El cevap: “Psikanalizle”! Hımmmm...
Daha mutedil
bir yaklaşım: Mütedeyyin Protestan (kısa
sözlük: Dinine, imanına düşkün) Jung
Efendi onun derinlikler psikolojisi. “Ta
ilk canlılara kadar uzanan ve kişisel şuurdışımızdaki
kompleksleri harekete geçirerek, bağlı oldukları ortaklaşa
şuurdışımızdaki arketipleri gıdıklayan güncel hadiseler,
kromozomlarımıza işlemiş ıstırapları harekete geçirmek
suretiyle zonklayıcı ağrıyı çağırıyor”. Vay
vay vaaaay...
Kısa boylu, dar
boyunlu, tipik piknik yapılı Adler Efendi Hazretleri
buyuruyor: “Bütün mes’ele kişinin bastırılmış aşağılık
duygusunu çağrıştıran hadiselerden ibaret”.
“Migrenin kadınlarda fazla görülmesinin izahı da
basit canım: Maskülen protesto”! Breh breh...
...
Daha sonra
“toplumsal paradigmalar”, “acayip organik”
paradigmalar... Hepsi de Gazali’nin
körleri gibi (aslında Gazali de bu
teşbihi Hint’ten “ödünç almış”).
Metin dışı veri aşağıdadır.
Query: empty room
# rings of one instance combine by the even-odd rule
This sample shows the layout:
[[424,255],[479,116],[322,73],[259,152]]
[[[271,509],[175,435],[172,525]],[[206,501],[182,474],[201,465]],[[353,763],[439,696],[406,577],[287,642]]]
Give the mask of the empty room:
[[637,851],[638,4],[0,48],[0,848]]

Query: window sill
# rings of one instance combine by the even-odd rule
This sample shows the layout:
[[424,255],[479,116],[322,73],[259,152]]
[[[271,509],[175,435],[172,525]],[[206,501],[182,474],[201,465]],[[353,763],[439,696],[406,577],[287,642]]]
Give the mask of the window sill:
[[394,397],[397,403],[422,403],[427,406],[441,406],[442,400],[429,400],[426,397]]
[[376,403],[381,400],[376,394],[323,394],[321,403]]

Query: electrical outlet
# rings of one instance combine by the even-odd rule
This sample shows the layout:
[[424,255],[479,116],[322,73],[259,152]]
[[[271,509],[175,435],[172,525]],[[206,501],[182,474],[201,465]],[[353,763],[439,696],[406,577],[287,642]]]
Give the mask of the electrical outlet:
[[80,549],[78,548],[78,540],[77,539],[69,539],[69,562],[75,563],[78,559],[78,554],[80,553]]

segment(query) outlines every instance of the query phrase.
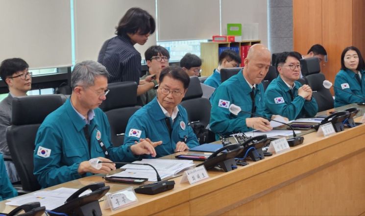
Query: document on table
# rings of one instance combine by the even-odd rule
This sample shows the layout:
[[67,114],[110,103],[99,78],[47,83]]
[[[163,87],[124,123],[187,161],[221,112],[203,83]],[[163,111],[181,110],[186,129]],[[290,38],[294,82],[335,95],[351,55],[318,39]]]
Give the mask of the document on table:
[[[19,206],[32,202],[39,202],[41,206],[45,206],[46,209],[51,210],[65,204],[66,199],[78,189],[74,188],[60,188],[53,191],[41,191],[29,195],[25,195],[8,199],[10,202],[6,205]],[[88,190],[81,193],[82,196],[91,192]]]
[[324,119],[323,118],[308,118],[308,119],[298,119],[292,121],[293,123],[320,123]]
[[[294,131],[295,132],[296,134],[300,133],[300,131],[299,130],[295,130]],[[268,137],[272,137],[276,136],[283,136],[287,137],[288,136],[292,135],[293,131],[291,130],[272,130],[270,131],[263,132],[259,131],[258,130],[254,130],[253,131],[245,132],[244,135],[248,137],[252,137],[263,135],[266,135]]]
[[[148,164],[157,170],[161,179],[172,176],[183,170],[194,167],[194,162],[190,160],[143,159],[135,161],[135,164]],[[109,176],[133,177],[148,178],[149,181],[157,180],[156,172],[149,166],[127,164],[122,167],[125,170]]]
[[[284,119],[284,118],[281,116],[277,116],[275,118],[274,118],[273,120],[277,120],[278,121],[280,121],[281,122],[284,122],[288,123],[288,122],[285,120],[285,119]],[[272,127],[278,127],[279,126],[282,125],[282,123],[277,122],[276,121],[270,121],[270,125]]]

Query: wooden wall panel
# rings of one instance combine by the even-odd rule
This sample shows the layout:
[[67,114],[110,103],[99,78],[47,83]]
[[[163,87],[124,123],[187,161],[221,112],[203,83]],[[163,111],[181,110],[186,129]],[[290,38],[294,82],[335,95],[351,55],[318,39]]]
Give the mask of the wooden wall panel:
[[293,0],[294,50],[302,55],[322,44],[322,0]]
[[365,1],[352,0],[352,44],[365,55]]
[[333,83],[341,67],[341,53],[352,45],[352,0],[322,0],[322,45],[328,63],[323,72]]

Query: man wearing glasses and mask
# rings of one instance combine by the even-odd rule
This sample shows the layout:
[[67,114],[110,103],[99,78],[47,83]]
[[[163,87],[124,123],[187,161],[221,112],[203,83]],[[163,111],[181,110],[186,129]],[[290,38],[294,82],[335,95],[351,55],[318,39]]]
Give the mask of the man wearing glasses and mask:
[[104,66],[93,61],[75,66],[71,96],[46,118],[37,132],[34,174],[43,188],[116,169],[114,164],[107,163],[96,169],[89,162],[92,158],[130,162],[140,154],[156,155],[152,145],[160,143],[113,146],[108,118],[98,108],[109,92],[108,75]]
[[[5,131],[10,125],[13,97],[25,96],[32,84],[32,73],[29,66],[21,58],[4,60],[0,66],[0,76],[9,88],[9,95],[0,102],[0,153],[6,157],[10,155],[6,142]],[[14,164],[5,161],[5,167],[12,183],[20,181]]]
[[[124,145],[133,146],[146,139],[158,157],[199,144],[186,110],[179,105],[189,86],[189,75],[180,67],[167,67],[161,71],[159,81],[157,97],[129,119],[124,141]],[[155,146],[151,141],[162,144]]]
[[308,85],[297,81],[300,77],[299,56],[293,52],[284,52],[276,60],[279,75],[272,80],[265,91],[266,112],[293,120],[313,117],[318,105]]
[[149,103],[156,97],[160,73],[163,69],[169,66],[170,54],[165,48],[160,46],[152,46],[145,52],[145,57],[148,67],[148,71],[141,77],[141,79],[145,79],[152,75],[153,78],[151,82],[153,88],[140,96],[142,105]]

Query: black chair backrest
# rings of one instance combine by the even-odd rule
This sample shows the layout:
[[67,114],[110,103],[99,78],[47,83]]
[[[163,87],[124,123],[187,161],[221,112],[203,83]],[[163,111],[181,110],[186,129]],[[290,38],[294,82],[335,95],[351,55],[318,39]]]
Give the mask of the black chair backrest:
[[62,95],[25,96],[13,99],[12,125],[6,129],[6,140],[24,191],[41,186],[33,174],[33,154],[37,131],[44,119],[66,100]]
[[203,92],[196,76],[190,77],[188,91],[180,103],[188,113],[188,118],[200,144],[215,141],[214,134],[206,129],[210,120],[211,106],[209,100],[202,97]]
[[302,75],[303,76],[318,73],[320,72],[319,60],[316,57],[300,59],[300,65]]
[[185,93],[182,100],[188,100],[197,97],[201,97],[203,96],[203,90],[200,86],[200,81],[197,76],[190,77],[190,82],[189,84],[188,91]]
[[128,120],[141,108],[136,105],[137,88],[135,82],[117,82],[108,86],[110,91],[100,107],[108,117],[111,141],[114,146],[123,144]]
[[275,69],[274,66],[270,66],[268,68],[268,73],[262,80],[261,82],[264,86],[264,91],[266,90],[266,89],[268,86],[268,85],[271,82],[271,81],[273,80],[274,79],[276,78],[277,75],[276,74],[276,71]]
[[237,74],[243,68],[230,68],[220,69],[220,80],[223,82],[233,75]]

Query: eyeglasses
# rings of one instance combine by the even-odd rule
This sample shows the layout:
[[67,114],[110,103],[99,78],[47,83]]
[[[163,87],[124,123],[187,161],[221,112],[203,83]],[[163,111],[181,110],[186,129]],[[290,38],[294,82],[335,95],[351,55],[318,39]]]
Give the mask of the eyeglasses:
[[158,62],[161,62],[162,60],[162,59],[164,59],[164,61],[165,61],[165,62],[169,61],[169,58],[168,58],[167,56],[152,56],[152,57],[151,58],[151,60],[152,60],[152,59],[156,59],[156,61]]
[[301,68],[300,67],[300,65],[283,65],[282,66],[280,67],[289,67],[289,68],[290,68],[290,70],[292,71],[294,71],[295,70],[295,68],[296,68],[298,70],[300,70],[300,68]]
[[18,75],[17,76],[12,76],[11,77],[8,77],[8,78],[10,79],[10,78],[13,78],[20,77],[20,78],[22,79],[26,79],[26,76],[28,76],[29,77],[31,77],[32,72],[28,72],[26,73],[22,73],[21,74]]
[[106,96],[106,95],[108,95],[108,93],[110,91],[110,90],[109,89],[106,89],[105,90],[104,90],[104,92],[95,92],[95,93],[99,96],[99,97],[101,97],[101,96]]
[[160,89],[161,90],[162,94],[165,95],[169,95],[169,94],[171,93],[173,96],[178,96],[183,94],[181,92],[178,90],[170,91],[170,89],[166,88],[160,88]]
Kendi gerçeklerini
(kısa sözlük: reality) hakikât (daha da kısa sözlük:
verity) sanmaya devam ediyorlar.
70’li-80’li
senelerin psikiyatri ve psikoloji kitaplarına, makalelerine
bakıyoruz. Migren çoktaaaan izah edilmiş gene! “Migrenli
insanlar duygularını katı bir şekilde bastıran, muhteris, A
Tipi kişiliğe sahip, rekabetçi... insanlardır.”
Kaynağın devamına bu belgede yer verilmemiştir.